Conclusions for Energy from Waste

  If energy from waste is excluded from the Obligation there will still be some small number of projects completed, but it is unlikely that the amount of new capacity will match the requirement set out in the Consultation Document. It is doubtful whether large-scale mass burn technology is capable of delivering the targeted output. Independent estimates suggest that the maximum output of energy from waste plants in 2010 will be in the range 2-5TWh, but output of nearly 9TWh would be required to meet the target. New, smaller technologies may be able to overcome the planning problems that have beset energy from waste projects, but these will require both support from the Obligation and a more favourable planning climate.

  The conclusion of this analysis must be that the forecasts for the growth of Non-Eligible Renewables set out in Table D of the Consultation Document are likely to prove to be hopelessly optimistic and, that on the basis of the policies set out in the Consultation Document, the Government will not achieve its Renewables Targets. However, if energy from waste is included in the Obligation, then it is possible that the targets will be achieved.

ELIGIBLE RENEWABLES

  The Consultation Document states that the increase in Eligible Renewables required to satisfy the Obligation during the period 2001 to 2003 is little more than might be expected to be provided by NFFO contracted capacity. However, evidence of the historic success rates of NFFO/SRO contracted capacity would suggest that the output set out in the Obligation may be difficult to achieve. The output of Eligible Renewables was around 4.2TWh in 1999. The output of these existing projects might reasonably be expected to fall by 2003 for two reasons:

(a)  the high rainfall in 1999 made this a peak year for the output of small hydro;

(b)  some of the existing landfill gas sites may be becoming depleted of gas by 2003.
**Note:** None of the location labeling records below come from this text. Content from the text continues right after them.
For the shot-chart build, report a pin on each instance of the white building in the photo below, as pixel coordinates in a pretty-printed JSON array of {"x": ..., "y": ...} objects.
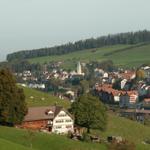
[{"x": 54, "y": 119}]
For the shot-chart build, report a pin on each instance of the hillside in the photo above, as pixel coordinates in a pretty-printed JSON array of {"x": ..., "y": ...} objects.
[
  {"x": 42, "y": 141},
  {"x": 38, "y": 98},
  {"x": 116, "y": 126},
  {"x": 121, "y": 55},
  {"x": 109, "y": 40}
]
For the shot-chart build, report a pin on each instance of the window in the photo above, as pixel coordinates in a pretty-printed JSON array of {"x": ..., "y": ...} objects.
[
  {"x": 59, "y": 121},
  {"x": 68, "y": 126},
  {"x": 68, "y": 120},
  {"x": 62, "y": 115},
  {"x": 58, "y": 127}
]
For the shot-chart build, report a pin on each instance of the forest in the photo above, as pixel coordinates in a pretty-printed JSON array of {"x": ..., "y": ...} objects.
[{"x": 114, "y": 39}]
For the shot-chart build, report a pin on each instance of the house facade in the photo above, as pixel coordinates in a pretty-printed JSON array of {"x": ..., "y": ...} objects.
[{"x": 51, "y": 119}]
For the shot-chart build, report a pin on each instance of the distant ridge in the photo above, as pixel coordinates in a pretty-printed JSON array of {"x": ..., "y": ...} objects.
[{"x": 114, "y": 39}]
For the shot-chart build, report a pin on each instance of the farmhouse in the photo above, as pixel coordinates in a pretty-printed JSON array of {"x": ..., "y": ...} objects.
[{"x": 53, "y": 119}]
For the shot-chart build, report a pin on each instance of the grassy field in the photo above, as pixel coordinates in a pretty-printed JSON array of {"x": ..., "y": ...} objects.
[
  {"x": 37, "y": 98},
  {"x": 126, "y": 56},
  {"x": 130, "y": 130},
  {"x": 118, "y": 126},
  {"x": 42, "y": 141},
  {"x": 8, "y": 145}
]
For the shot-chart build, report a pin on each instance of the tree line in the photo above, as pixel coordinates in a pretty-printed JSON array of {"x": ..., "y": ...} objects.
[{"x": 121, "y": 38}]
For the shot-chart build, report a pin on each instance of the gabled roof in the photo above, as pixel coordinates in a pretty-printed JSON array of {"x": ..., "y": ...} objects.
[{"x": 41, "y": 113}]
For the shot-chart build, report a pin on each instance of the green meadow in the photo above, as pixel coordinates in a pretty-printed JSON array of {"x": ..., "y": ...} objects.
[
  {"x": 16, "y": 139},
  {"x": 121, "y": 55},
  {"x": 38, "y": 98}
]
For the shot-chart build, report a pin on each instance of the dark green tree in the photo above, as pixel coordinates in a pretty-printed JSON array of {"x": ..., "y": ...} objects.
[
  {"x": 89, "y": 112},
  {"x": 12, "y": 100}
]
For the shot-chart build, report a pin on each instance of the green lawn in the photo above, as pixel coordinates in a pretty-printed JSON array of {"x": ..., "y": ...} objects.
[
  {"x": 130, "y": 130},
  {"x": 130, "y": 57},
  {"x": 8, "y": 145},
  {"x": 38, "y": 98},
  {"x": 117, "y": 126},
  {"x": 42, "y": 141}
]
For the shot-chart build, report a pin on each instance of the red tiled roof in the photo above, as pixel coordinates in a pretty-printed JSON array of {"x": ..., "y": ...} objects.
[{"x": 40, "y": 113}]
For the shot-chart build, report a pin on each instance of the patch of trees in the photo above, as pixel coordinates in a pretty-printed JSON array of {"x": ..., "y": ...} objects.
[
  {"x": 122, "y": 38},
  {"x": 12, "y": 100}
]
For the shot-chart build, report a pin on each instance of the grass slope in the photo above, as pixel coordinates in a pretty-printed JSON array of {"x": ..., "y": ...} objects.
[
  {"x": 118, "y": 126},
  {"x": 126, "y": 55},
  {"x": 7, "y": 145},
  {"x": 43, "y": 141},
  {"x": 130, "y": 130},
  {"x": 38, "y": 96}
]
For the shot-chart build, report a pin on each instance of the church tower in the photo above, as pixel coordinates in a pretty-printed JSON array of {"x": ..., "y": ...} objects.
[{"x": 79, "y": 70}]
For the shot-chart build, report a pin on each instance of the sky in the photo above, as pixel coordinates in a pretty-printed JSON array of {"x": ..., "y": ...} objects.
[{"x": 30, "y": 24}]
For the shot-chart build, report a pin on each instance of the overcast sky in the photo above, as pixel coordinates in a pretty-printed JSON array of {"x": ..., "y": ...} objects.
[{"x": 28, "y": 24}]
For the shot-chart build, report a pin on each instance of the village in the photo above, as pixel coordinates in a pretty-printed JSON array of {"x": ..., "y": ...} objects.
[{"x": 126, "y": 92}]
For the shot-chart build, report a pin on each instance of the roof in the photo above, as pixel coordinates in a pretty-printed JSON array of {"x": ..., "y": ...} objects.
[
  {"x": 41, "y": 113},
  {"x": 137, "y": 111}
]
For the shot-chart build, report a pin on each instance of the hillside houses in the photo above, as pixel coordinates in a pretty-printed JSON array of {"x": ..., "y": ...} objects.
[
  {"x": 50, "y": 118},
  {"x": 112, "y": 96}
]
  A reasonable assumption for the output of existing Eligible Renewables in 2003 is 3.9—4.0TWh. Consequently, to achieve the Obligation, a further 7.0TWh of output must be produced by new capacity. The most successful projects with NFFO/SRO contracts have been those for landfill gas and, assuming that virtually all of the contracted capacity becomes operational, the new projects would produce a further 2.0TWh in 2003. Most of the remaining 5.0TWh needed to meet the Obligation would need to come from on-shore wind projects, which account for by far the majority of the contracted capacity for Eligible Renewables that is as yet not operational. To have a reasonable chance of achieving the output required in the Obligation from NFFO/SRO contracted projects it would be necessary for more than 80 per cent of contracted on-shore wind capacity to become operational by the beginning of 2003. Only 11.9 per cent of contracted wind projects were operational by the end of 1999. The success rate for NFFO 2 (1991) was 64 per cent and the success rate for NFFO 3 (1995) was only 26 per cent after more than four years. Around 40 per cent of the non-operational contracted capacity is part of NFFO 5 and SRO 3 (1998) and by the beginning of 2003 these contracts will have been in place for less than five years. Thus, to achieve the output required for the Obligation in 2003 will require that a larger proportion of contracted capacity becomes operational and does so more quickly than historically has been the case. As such, current official targets appear heroic.

  Achieving the level of output suggested for the Obligation in 2010 would require an even higher rate of growth in Eligible Renewables between 2003 and 2010 than is implied in the period to 2003. The most promising energy source is wind power. However, we have already noted the difficulties that have been faced by onshore wind projects and offshore projects are at an early stage of development. The higher costs of offshore projects have been recognised by the Government in suggesting that early projects might benefit from capital grants as well as the benefits of being in the Renewables Obligation. It is too early to forecast the eventual costs of offshore projects, or the rate at which they can be developed. This would suggest that the forecast rate of development for Eligible Renewables in the period from 2004 is highly speculative.